To that end, Vilsack announced an additional $1.8 billion for 21 new “climate innovation sprints” — collaborations that aim to solve a specific farm or food system challenge such as developing carbon-neutral irrigation pumps for smallholder farmers, developing climate-smart bean varieties, reducing water and fertilizer use and planting trees. In all, AIM for Climate has spent more than $3 billion on 51 such projects.
Vilsack also announced the launch of the USDA’s science and research strategy, which sets science priorities for the next three years. The priorities include accelerating innovative technologies, climate smart solutions, nutritions security and resilient ecosystems.
The summit, which runs through Wednesday, is intended to help set the stage for COP 28, to be held in November in the United Arab Emirates. Mariam Almheiri, the UAE’s minister of climate change and environment, promised that COP 28 will be a “game changer” for food systems.
After his remarks, Vilsack interviewed former Vice President Al Gore, who owns a 400-acre farm in Tennessee and chairs a sustainability-focused investment firm. Gore’s farm uses a number of regenerative practices, including crop rotation, rotational grazing, seaweed supplements to reduce livestock’s methane emissions and no-till cultivation.
Gore sees huge promise in sequestering carbon in the soil. Researchers at his farm are working on ways to measure how much carbon farmers are able to sequester. The goal is to pay farmers for sequestering carbon, which will incentivize them to switch to more climate-friendly practices, he said.
Despite this optimism, as FERN has previously reported, a growing number of scientists say sequestering carbon in the soil may not live up to the hype, and caution that more research is needed to determine how much carbon is sequestered and under what conditions.
Gore also spoke of the need to halt the destruction of wild lands to expand agriculture. “Let’s use innovation and other techniques to get our yields up and not tear down the Amazon,” he said.

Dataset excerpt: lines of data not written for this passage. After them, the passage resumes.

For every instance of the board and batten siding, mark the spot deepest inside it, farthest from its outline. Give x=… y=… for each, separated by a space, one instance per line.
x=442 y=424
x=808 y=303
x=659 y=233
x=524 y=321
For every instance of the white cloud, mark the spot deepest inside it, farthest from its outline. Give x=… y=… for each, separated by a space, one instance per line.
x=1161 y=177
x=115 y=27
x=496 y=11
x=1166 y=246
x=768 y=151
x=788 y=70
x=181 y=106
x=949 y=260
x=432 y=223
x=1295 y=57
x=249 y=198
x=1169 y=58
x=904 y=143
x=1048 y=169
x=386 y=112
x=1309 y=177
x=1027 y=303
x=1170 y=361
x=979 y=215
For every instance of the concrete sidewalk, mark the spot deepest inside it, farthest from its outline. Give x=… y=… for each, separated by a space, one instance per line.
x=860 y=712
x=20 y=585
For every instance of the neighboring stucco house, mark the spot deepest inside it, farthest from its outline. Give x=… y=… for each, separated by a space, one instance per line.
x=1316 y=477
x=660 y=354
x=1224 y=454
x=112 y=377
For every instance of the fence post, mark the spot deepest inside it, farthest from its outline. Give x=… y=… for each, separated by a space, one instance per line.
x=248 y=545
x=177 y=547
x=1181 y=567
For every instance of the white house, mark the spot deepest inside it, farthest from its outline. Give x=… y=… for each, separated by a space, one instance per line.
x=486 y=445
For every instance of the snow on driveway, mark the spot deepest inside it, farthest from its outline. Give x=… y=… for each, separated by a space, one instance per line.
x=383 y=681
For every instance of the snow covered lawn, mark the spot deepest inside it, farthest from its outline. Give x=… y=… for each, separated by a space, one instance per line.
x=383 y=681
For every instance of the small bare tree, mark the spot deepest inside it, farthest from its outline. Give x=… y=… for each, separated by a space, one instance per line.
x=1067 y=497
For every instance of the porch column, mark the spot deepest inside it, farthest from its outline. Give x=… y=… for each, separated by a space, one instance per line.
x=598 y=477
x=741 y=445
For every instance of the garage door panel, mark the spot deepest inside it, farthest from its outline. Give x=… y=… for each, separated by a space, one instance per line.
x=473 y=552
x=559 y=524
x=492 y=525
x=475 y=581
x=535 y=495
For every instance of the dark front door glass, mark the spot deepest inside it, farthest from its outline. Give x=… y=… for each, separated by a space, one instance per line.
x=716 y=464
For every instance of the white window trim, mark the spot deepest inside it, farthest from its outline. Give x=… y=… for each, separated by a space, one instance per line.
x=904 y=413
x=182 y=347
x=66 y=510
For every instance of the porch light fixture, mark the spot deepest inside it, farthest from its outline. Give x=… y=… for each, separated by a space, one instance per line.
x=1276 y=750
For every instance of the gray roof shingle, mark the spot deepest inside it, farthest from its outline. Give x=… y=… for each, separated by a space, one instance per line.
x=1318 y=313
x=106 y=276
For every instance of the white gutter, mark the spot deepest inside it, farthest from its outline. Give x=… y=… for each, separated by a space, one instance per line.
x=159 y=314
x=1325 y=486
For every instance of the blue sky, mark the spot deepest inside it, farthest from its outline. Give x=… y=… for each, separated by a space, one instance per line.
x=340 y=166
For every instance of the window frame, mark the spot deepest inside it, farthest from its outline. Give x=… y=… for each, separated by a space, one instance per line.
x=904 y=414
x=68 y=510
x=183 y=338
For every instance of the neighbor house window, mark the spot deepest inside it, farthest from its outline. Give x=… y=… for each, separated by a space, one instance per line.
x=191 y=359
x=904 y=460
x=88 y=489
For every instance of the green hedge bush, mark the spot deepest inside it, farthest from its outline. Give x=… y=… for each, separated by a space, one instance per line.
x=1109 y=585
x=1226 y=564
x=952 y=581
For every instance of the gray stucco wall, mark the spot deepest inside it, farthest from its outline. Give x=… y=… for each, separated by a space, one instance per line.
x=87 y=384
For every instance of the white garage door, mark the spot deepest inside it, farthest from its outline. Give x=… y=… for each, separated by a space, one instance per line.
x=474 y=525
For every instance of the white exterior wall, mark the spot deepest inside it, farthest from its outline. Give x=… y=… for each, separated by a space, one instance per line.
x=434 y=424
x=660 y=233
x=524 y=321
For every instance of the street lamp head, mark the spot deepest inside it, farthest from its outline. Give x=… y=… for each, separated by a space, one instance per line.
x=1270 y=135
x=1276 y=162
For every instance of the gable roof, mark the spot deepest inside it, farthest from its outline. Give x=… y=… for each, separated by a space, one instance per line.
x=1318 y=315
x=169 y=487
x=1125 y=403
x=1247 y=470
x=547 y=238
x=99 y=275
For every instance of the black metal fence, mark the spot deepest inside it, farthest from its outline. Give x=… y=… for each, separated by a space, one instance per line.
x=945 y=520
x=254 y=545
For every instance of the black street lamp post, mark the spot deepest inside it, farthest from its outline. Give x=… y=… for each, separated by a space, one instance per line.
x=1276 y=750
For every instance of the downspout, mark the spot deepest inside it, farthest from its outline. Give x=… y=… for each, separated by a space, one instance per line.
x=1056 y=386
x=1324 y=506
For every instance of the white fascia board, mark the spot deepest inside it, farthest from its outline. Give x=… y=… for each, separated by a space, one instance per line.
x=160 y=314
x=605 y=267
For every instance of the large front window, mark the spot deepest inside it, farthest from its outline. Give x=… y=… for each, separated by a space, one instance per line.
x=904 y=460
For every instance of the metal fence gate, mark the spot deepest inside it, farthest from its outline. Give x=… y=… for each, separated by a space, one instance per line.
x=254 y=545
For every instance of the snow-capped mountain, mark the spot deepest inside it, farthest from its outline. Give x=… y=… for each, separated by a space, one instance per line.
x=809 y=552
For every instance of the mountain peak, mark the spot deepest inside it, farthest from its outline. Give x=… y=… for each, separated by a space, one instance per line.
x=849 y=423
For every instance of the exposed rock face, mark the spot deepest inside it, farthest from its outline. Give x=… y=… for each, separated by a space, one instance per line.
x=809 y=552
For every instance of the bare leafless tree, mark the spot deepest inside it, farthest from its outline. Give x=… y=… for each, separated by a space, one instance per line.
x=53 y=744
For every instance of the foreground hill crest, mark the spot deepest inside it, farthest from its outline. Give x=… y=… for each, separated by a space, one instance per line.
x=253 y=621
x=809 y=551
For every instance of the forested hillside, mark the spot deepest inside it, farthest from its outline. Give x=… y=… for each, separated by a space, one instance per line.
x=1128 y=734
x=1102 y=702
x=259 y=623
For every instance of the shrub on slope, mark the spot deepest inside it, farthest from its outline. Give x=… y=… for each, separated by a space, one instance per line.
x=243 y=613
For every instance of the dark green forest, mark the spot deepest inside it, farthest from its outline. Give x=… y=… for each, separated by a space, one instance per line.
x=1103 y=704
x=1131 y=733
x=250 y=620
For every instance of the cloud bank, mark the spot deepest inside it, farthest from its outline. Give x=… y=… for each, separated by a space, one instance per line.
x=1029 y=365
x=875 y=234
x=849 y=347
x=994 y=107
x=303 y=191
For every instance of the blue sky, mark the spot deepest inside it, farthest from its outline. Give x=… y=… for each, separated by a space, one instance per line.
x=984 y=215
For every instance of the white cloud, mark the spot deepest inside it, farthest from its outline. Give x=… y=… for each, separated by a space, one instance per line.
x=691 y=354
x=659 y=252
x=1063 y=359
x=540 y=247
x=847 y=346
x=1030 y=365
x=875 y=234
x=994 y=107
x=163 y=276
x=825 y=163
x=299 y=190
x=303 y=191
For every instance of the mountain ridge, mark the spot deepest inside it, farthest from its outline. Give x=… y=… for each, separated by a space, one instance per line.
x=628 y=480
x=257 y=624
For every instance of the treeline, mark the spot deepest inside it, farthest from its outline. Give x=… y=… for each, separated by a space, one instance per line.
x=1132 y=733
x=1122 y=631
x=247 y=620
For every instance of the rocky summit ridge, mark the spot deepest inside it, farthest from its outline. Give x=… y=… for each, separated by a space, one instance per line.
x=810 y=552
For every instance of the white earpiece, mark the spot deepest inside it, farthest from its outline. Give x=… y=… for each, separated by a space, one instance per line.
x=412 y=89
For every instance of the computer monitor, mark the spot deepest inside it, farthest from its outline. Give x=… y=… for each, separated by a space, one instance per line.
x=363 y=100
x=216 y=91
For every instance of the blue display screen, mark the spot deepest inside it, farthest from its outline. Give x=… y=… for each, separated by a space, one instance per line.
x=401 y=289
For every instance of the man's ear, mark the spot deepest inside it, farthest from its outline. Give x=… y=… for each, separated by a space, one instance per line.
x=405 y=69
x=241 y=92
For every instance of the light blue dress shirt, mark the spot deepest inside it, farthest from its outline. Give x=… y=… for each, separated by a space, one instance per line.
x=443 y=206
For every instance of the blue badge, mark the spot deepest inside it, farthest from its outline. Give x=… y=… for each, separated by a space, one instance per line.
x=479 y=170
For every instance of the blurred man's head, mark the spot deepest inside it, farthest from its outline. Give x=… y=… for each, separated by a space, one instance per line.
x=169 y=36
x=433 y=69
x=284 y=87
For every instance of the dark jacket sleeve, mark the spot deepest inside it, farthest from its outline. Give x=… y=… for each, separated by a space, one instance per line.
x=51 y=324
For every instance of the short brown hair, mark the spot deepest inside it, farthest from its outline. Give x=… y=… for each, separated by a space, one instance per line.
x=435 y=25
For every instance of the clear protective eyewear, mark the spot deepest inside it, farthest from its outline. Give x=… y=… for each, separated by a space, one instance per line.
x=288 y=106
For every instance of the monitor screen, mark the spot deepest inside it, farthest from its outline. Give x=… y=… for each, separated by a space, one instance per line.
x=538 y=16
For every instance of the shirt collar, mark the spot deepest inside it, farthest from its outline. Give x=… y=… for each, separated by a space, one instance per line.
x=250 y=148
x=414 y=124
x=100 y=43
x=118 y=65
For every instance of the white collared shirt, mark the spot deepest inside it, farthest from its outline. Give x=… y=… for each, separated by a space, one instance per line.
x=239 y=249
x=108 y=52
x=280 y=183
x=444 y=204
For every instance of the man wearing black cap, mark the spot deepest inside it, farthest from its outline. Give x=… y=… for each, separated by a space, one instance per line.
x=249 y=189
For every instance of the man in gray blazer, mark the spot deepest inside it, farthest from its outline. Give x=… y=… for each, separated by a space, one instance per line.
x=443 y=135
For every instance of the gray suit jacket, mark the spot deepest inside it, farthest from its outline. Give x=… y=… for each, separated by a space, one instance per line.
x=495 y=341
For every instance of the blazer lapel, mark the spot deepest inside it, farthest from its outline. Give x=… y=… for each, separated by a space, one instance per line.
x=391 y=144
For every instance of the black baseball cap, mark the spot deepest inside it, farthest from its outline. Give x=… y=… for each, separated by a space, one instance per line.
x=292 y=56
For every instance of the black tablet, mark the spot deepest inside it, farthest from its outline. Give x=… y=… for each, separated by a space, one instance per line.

Gore added that he hoped Brazilian president Luiz Inácio Lula da Silva would follow through with his commitments to stop deforestation.
But while agricultural innovations can play a role in addressing climate change, Gore said the only real solution is to stop emissions from oil and gas. “The climate crisis is really a fossil fuel crisis,” he said. “Job number one is to reduce the production and use of fossil fuels.”
Humans have already caused irreversible damage to the planet, Gore said, such as setting into motion the melting of arctic ice. Still, he said that humanity can deal with the damage we’ve caused so far — if we can phase out fossil fuels.
“We’ve got to stop pretending that there’s going to be some magical technological solution,” he said. “We’ve got to obey the first law of holes. When you’re in one, stop digging.”